Sec.  1468.25  Agricultural land easement deeds.

* * * * *
    (c) The eligible entity may use its own terms and conditions in the 
agricultural land easement deed, but the agricultural land easement 
deed must provide for the effective administration, management, and 
enforcement of the agricultural land easement by the eligible entity or 
its successors and assigns and must address the deed requirements as 
specified by this part and by NRCS in the ALE-agreement.
    (d) * * *
    (4) Include clauses requiring that any changes to the easement deed 
or easement area made after easement recordation, including any 
amendment to the easement deed, any subordination of the terms of the 
easement, or any modifications, exchanges, or terminations of some or 
all of the easement area, must be consistent with the purposes of the 
agricultural land easement and this part and must be approved by NRCS 
and the easement holder in accordance with Sec.  1468.6 prior to 
recordation or else the action is null and void.
* * * * *


Sec.  1468.26  [Amended]

0
9. Amend Sec.  1468.26 in paragraph (b)(1) by removing the words ``up 
to'' and adding ``a minimum of'' in their place and adding ``and not to 
exceed 7 fiscal years'' after the words ``5 fiscal years''.


0
10. Amend Sec.  1468.27 as follows:
0
a. In paragraph (c)(1), add the words ``the purchase of the land'' 
after the word ``completed'';
0
b. In paragraphs (c)(3)(ii) and (c)(4), add the words ``of the land'' 
after the word ``value'';
0
b. Redesignate paragraphs (e)(4)(iii) and (iv) as paragraphs (e)(4)(iv) 
and (v);
0
c. Add a new paragraph (e)(4)(iii).
    The addition reads as follows:


Sec.  1468.27  Buy-Protect-Sell transactions.

* * * * *
    (e) * * *
    (4) * * *
    (iii) The Federal share for the agricultural land easement will be 
provided on a reimbursable basis only, after the agricultural land 
easement has closed and the required documents have been provided to 
and reviewed by NRCS.
* * * * *

0
11. Amend Sec.  1468.28 as follows:
0
a.
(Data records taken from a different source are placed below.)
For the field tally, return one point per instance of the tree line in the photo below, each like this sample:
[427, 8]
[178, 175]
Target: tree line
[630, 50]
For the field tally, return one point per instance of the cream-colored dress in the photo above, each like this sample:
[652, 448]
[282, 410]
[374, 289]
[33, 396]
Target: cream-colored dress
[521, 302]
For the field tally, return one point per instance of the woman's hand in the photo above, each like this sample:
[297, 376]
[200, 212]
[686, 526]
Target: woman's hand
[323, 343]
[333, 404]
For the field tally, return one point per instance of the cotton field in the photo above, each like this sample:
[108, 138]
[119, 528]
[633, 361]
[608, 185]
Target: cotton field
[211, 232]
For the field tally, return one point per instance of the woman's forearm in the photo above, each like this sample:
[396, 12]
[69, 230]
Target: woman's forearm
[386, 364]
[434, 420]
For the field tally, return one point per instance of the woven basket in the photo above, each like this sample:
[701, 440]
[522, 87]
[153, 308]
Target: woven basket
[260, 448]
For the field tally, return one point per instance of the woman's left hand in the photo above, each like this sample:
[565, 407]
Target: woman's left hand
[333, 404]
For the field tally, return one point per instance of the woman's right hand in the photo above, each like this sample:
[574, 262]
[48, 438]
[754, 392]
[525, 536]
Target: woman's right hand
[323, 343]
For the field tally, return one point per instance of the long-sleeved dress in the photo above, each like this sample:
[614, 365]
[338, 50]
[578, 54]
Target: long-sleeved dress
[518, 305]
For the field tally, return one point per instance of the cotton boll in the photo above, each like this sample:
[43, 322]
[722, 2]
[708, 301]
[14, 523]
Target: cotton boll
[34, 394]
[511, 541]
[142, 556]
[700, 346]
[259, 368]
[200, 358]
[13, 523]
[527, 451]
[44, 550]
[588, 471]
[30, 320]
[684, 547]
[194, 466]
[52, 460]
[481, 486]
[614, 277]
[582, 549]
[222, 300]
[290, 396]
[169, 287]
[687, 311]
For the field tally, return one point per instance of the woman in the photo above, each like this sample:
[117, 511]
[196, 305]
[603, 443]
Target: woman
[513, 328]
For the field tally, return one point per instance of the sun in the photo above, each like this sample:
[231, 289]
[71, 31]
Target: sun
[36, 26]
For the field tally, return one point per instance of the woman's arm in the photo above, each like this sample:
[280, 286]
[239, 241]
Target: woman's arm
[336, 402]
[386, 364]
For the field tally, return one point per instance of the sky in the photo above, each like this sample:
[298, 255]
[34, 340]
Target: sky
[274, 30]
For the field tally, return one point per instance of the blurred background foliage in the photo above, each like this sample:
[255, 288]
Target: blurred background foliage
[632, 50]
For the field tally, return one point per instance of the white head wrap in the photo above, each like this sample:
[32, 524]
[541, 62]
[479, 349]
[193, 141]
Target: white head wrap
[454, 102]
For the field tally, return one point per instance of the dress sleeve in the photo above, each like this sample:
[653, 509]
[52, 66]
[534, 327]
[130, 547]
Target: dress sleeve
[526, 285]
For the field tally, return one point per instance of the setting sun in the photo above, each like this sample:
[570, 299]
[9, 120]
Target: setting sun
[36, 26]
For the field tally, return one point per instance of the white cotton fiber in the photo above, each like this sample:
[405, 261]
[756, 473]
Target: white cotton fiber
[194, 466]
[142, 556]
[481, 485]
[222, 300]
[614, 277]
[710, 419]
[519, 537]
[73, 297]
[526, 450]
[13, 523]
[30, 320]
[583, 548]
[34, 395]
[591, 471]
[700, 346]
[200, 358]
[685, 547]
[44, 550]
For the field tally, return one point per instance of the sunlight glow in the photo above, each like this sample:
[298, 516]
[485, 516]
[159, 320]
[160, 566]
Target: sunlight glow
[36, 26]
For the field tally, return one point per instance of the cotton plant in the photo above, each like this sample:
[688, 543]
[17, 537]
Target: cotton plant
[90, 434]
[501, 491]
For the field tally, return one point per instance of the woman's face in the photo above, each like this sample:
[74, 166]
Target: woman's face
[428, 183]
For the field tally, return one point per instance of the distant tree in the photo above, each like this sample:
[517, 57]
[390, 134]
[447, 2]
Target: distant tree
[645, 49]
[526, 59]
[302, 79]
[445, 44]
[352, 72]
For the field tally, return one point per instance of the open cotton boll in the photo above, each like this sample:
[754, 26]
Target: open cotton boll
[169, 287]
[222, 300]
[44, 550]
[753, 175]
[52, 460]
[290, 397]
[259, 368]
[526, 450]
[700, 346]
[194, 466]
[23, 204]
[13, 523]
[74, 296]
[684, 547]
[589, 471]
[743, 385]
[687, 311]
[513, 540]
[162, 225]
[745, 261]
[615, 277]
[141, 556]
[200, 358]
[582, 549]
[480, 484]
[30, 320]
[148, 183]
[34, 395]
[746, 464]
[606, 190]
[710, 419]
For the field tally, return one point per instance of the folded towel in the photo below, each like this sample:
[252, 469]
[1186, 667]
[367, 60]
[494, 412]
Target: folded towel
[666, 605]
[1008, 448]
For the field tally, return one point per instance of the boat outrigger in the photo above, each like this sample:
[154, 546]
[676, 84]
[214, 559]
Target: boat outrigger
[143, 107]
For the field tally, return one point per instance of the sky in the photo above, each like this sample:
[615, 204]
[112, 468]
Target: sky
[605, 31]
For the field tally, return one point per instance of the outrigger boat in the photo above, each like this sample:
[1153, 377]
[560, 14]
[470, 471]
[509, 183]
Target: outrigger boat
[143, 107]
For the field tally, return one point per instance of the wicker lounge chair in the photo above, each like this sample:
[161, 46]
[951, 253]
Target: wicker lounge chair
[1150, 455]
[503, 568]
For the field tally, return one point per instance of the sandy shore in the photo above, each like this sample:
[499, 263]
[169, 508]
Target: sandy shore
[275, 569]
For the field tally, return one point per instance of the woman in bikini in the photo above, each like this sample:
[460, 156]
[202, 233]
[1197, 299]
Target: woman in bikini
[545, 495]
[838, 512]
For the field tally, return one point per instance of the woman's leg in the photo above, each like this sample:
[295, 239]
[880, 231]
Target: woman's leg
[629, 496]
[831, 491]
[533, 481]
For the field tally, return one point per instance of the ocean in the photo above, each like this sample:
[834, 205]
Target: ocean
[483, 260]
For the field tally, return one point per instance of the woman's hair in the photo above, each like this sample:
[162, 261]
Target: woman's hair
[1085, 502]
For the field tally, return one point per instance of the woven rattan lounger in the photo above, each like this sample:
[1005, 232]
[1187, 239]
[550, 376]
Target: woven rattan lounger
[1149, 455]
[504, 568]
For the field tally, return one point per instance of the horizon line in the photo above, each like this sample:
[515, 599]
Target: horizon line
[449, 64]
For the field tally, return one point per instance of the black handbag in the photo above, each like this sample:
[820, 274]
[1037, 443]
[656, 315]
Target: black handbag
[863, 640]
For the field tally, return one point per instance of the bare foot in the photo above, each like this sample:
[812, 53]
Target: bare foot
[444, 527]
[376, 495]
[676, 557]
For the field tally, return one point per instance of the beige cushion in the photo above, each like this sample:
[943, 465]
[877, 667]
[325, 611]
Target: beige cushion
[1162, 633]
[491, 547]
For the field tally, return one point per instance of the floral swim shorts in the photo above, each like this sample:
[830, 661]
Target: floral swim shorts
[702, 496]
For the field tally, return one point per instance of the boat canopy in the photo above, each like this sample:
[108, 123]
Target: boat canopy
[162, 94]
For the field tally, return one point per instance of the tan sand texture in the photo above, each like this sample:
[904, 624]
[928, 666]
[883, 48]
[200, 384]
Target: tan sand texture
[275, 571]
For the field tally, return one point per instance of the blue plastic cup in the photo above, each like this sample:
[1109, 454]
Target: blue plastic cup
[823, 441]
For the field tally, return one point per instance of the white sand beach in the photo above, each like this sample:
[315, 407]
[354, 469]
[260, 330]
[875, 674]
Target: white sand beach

Revise paragraph (c); and
0
b. In paragraph (f), add the words ``in whole or in in part,'' 
immediately after the word ``terminated''.
    The revision reads as follows:


Sec.  1468.28  Violations and remedies.

* * * * *
    (c) Notwithstanding paragraph (a) of this section, NRCS reserves 
the right to enter upon and inspect the easement area if the annual 
monitoring report provided by the agricultural land easement holder 
documenting compliance with the agricultural land easement is 
insufficient or is not provided annually, the United States has a 
reasonable and articulable belief that the terms and conditions of the 
easement have been violated, or to remedy deficiencies or easement 
violations as it relates to the conservation plan in accordance with 7 
CFR part 12. Prior to its inspection, NRCS will notify the agricultural 
land easement holder and the landowner and provide a reasonable 
opportunity for the agricultural land easement holder and the landowner 
to participate in the inspection.
* * * * *

Subpart C--Wetland Reserve Easements


Sec.  1468.32  [Amended]

0
12. Amend Sec.  1468.32 in paragraph (c)(2) by adding the words ``or 
land under a CRP contract that is in transition to a covered farmer or 
rancher pursuant to 16 U.S.C. 3835(f), and such land'' immediately 
after the word ``application''.

Terry Cosby,
Acting Chief, Natural Resources Conservation Service.
Robert Stephenson,
Executive Vice President, Commodity Credit Corporation.